770 Views Asked by At

I'm studying Markov Random Fields, and, apparently, inference in MRF is hard / computationally expensive. Specifically, Kevin Murphy's book Machine Learning: A Probabilistic Perspective says the following:

"In the first term, we fix y to its observed values; this is sometimes called the clamped term. In the second term, y is free; this is sometimes called the unclamped term or contrastive term. Note that computing the unclamped term requires inference in the model, and this must be done once per gradient step. This makes training undirected graphical models harder than training directed graphical models."

Why are we performing inference here? I understand that we're summing over all y's, which seems expensive, but I don't see where we're actually estimating any parameters. Wikipedia also talks about inference, but only talks about calculating the conditional distribution, and needing to sum over all non-specified nodes.. but.. that's not what we're doing here, is it?

Alternatively, any have good intuition on why inference in MRF is difficult?

Sources: Chapter 19 of ML:PP: https://www.cs.ubc.ca/~murphyk/MLbook/pml-print3-ch19.pdf

Specific section seen below

enter image description here


There are 1 best solutions below


When training your CRF, you want to estimate your parameters, \theta.

In order to do this, you can differentiate your loss function (Equation 19.38) with respect to \theta, set it to 0, and solve for \theta.

You can't analytically solve the equation for \theta if you do this though. You can, however, minimise Equation 19.38 by gradient descent. Since the loss function is convex, it is guaranteed that gradient descent will get you the globally optimal solution when it converges.

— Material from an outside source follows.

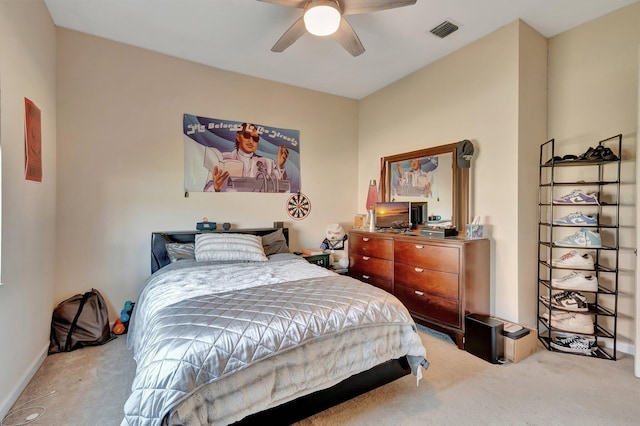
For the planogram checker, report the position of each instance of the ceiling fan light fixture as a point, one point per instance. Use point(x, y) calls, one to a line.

Equation 19.41 is the actual gradient which you need to compute in order to be able to do gradient descent. The first term is easy (and computationally cheap) to compute as you are summing up over the observed values of y. However, the second term requires you to do inference. In this term, you are not summing up over the observed value of y as in the first term. Instead, you need to compute the configuration of y (inference), and then calculate the value of the potential function under this configuration.